There is a structural parallel outside the art world. The 2020s have rewarded platforms and consolidated supply chains across most cultural industries — publishing, music, film distribution — and punished the small-batch, hand-finished object. Lambert's cutouts are a quiet dissent from that logic at exactly the moment when the logic is hardening.

What it adds up to

The stakes are modest and real. Modest, because Lambert is one artist among many working in this vein and his profile is still being built. Real, because the argument he is making — that abstraction can be dimensional, that paper can carry weight, that the rectangle is a habit — is the kind of argument that, if enough artists repeat it, ends up shifting what the next generation of curators expects to see on a gallery wall. ARTNEWS's decision to feature the work in late June 2026 is itself a signal of where the editorial centre of gravity in the American art press is willing to look.
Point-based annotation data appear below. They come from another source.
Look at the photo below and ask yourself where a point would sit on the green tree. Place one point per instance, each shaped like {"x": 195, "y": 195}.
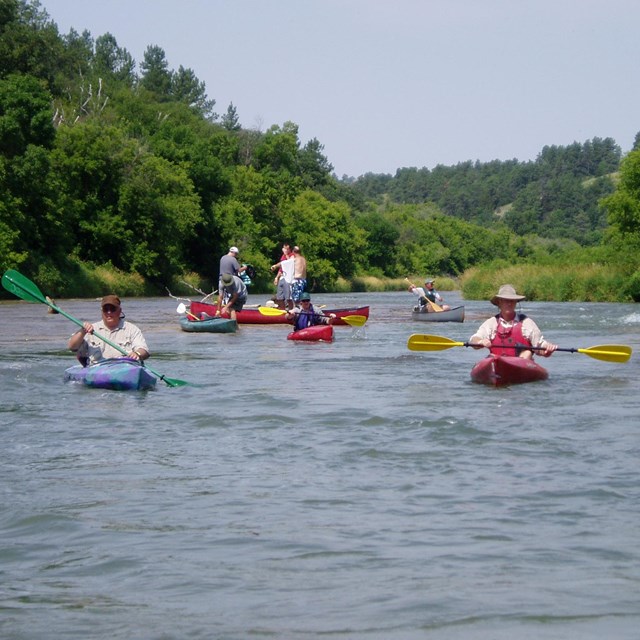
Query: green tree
{"x": 230, "y": 120}
{"x": 624, "y": 204}
{"x": 186, "y": 88}
{"x": 156, "y": 76}
{"x": 113, "y": 62}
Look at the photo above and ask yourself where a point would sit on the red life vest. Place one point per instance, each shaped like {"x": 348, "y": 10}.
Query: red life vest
{"x": 509, "y": 341}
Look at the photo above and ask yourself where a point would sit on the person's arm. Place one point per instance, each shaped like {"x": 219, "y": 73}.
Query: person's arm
{"x": 140, "y": 350}
{"x": 531, "y": 330}
{"x": 231, "y": 301}
{"x": 482, "y": 337}
{"x": 78, "y": 337}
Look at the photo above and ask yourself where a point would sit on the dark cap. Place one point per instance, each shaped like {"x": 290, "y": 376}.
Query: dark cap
{"x": 110, "y": 299}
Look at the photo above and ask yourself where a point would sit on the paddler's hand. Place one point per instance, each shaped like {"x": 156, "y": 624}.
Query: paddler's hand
{"x": 549, "y": 348}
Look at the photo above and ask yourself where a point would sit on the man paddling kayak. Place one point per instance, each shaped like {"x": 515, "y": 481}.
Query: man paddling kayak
{"x": 306, "y": 316}
{"x": 90, "y": 349}
{"x": 509, "y": 333}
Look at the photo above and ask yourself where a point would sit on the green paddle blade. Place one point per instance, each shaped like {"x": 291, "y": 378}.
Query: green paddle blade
{"x": 22, "y": 287}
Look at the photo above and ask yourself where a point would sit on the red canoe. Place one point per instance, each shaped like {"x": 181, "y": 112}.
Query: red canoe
{"x": 253, "y": 316}
{"x": 503, "y": 370}
{"x": 315, "y": 333}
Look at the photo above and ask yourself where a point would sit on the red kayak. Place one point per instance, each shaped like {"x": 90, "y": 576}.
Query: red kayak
{"x": 315, "y": 333}
{"x": 253, "y": 316}
{"x": 503, "y": 370}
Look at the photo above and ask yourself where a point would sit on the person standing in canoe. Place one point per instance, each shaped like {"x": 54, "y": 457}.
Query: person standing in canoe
{"x": 509, "y": 333}
{"x": 306, "y": 316}
{"x": 428, "y": 296}
{"x": 284, "y": 277}
{"x": 232, "y": 295}
{"x": 90, "y": 350}
{"x": 299, "y": 274}
{"x": 229, "y": 264}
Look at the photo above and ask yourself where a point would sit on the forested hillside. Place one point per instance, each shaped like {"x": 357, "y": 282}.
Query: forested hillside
{"x": 111, "y": 167}
{"x": 556, "y": 196}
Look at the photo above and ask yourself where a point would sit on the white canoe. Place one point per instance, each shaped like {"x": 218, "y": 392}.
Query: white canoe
{"x": 455, "y": 314}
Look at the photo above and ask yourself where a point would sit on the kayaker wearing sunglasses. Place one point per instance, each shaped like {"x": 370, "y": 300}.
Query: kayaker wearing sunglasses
{"x": 89, "y": 349}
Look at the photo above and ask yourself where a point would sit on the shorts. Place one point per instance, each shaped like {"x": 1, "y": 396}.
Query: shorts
{"x": 299, "y": 285}
{"x": 283, "y": 290}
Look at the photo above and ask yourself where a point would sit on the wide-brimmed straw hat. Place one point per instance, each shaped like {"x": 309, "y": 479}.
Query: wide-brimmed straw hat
{"x": 506, "y": 292}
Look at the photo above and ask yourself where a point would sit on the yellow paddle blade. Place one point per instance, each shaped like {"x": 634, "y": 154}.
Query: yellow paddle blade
{"x": 271, "y": 311}
{"x": 608, "y": 352}
{"x": 424, "y": 342}
{"x": 354, "y": 320}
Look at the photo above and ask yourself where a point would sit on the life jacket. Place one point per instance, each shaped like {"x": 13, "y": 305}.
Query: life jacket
{"x": 510, "y": 341}
{"x": 306, "y": 319}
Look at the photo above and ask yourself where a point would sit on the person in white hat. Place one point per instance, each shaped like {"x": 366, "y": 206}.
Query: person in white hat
{"x": 428, "y": 297}
{"x": 510, "y": 333}
{"x": 229, "y": 264}
{"x": 232, "y": 296}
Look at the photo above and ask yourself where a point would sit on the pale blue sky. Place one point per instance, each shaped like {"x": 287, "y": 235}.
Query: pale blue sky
{"x": 399, "y": 83}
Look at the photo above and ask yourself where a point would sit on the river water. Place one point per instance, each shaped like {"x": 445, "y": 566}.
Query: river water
{"x": 347, "y": 490}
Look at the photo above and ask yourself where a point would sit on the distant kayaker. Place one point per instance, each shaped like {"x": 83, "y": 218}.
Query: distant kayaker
{"x": 232, "y": 295}
{"x": 89, "y": 349}
{"x": 306, "y": 316}
{"x": 428, "y": 296}
{"x": 510, "y": 333}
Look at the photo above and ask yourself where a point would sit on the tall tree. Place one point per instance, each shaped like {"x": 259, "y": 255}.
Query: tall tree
{"x": 156, "y": 76}
{"x": 230, "y": 120}
{"x": 185, "y": 87}
{"x": 112, "y": 61}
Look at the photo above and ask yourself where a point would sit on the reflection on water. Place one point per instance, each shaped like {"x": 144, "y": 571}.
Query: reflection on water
{"x": 353, "y": 489}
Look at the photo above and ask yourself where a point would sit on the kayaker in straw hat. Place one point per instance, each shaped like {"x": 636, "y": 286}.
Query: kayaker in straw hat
{"x": 510, "y": 333}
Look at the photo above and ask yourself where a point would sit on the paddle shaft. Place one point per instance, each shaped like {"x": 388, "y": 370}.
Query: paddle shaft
{"x": 608, "y": 353}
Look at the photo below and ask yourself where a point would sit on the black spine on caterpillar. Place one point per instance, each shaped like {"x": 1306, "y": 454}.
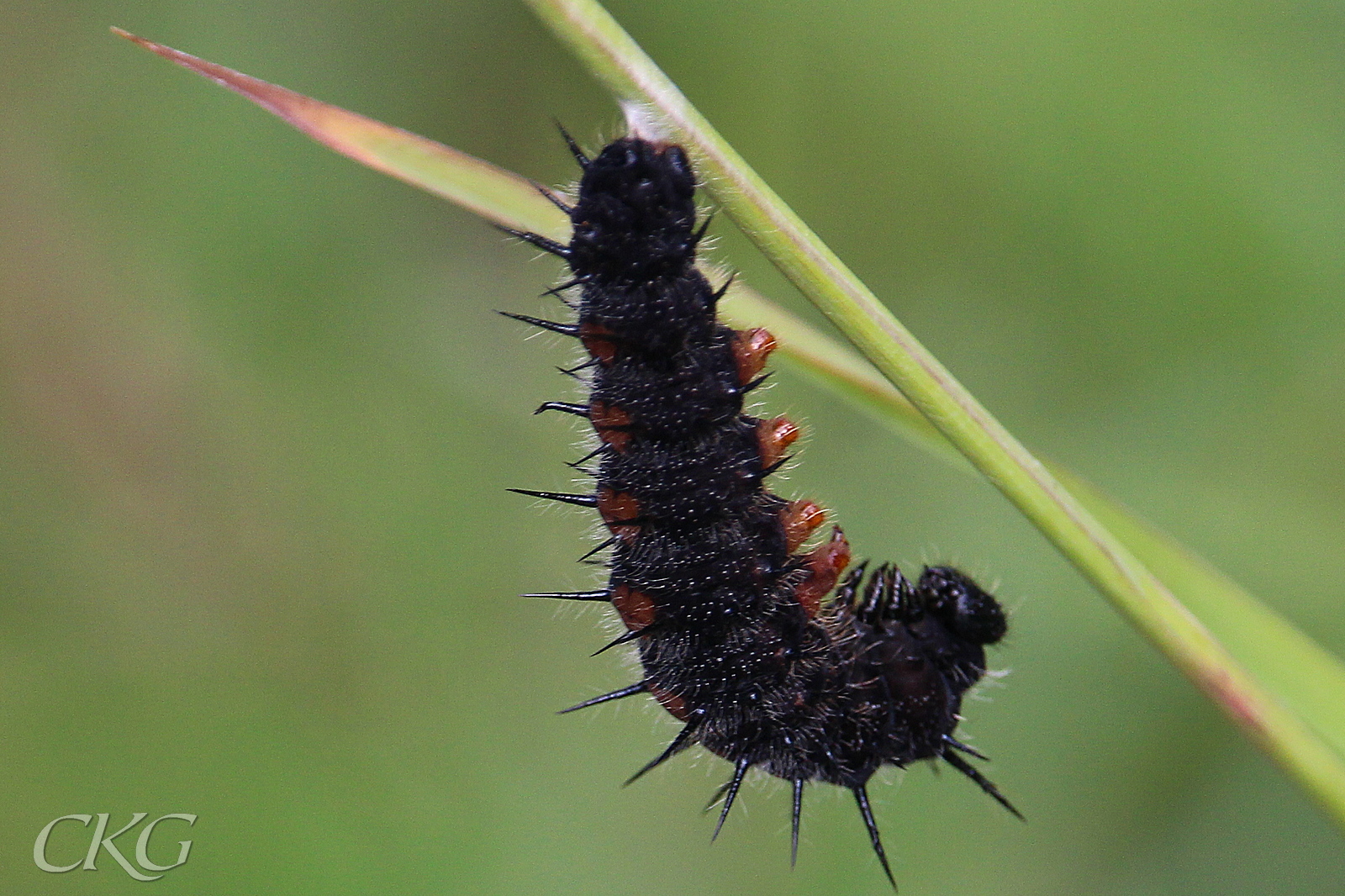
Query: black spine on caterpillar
{"x": 735, "y": 635}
The framing this publication finds most defensible is neither the craft-nostalgia read nor the pure market-subversion read, but the third one underneath both: that an artist trained in painterly abstraction can use the techniques of that training — layering, veiling, accumulated surface — on a material that exposes the construction, and in doing so, surface a question that painting has been avoiding for a century. What does the picture plane actually buy us, and what does it cost?

The sources reviewed for this piece describe the work in some technical detail but do not yet specify exhibition venues, gallery representation, or pricing — gaps that are typical for a feature running ahead of a show announcement rather than alongside one. This article was prepared from a single wire feature; independent exhibition listings and additional gallery context were not yet available at time of publication.

Desk note: The wire framing centred on the material shift in Lambert's practice. Monexus read the same feature and pushed further — to the structural question of what the rectangle still means in a market and a culture that has spent two decades treating it as the default.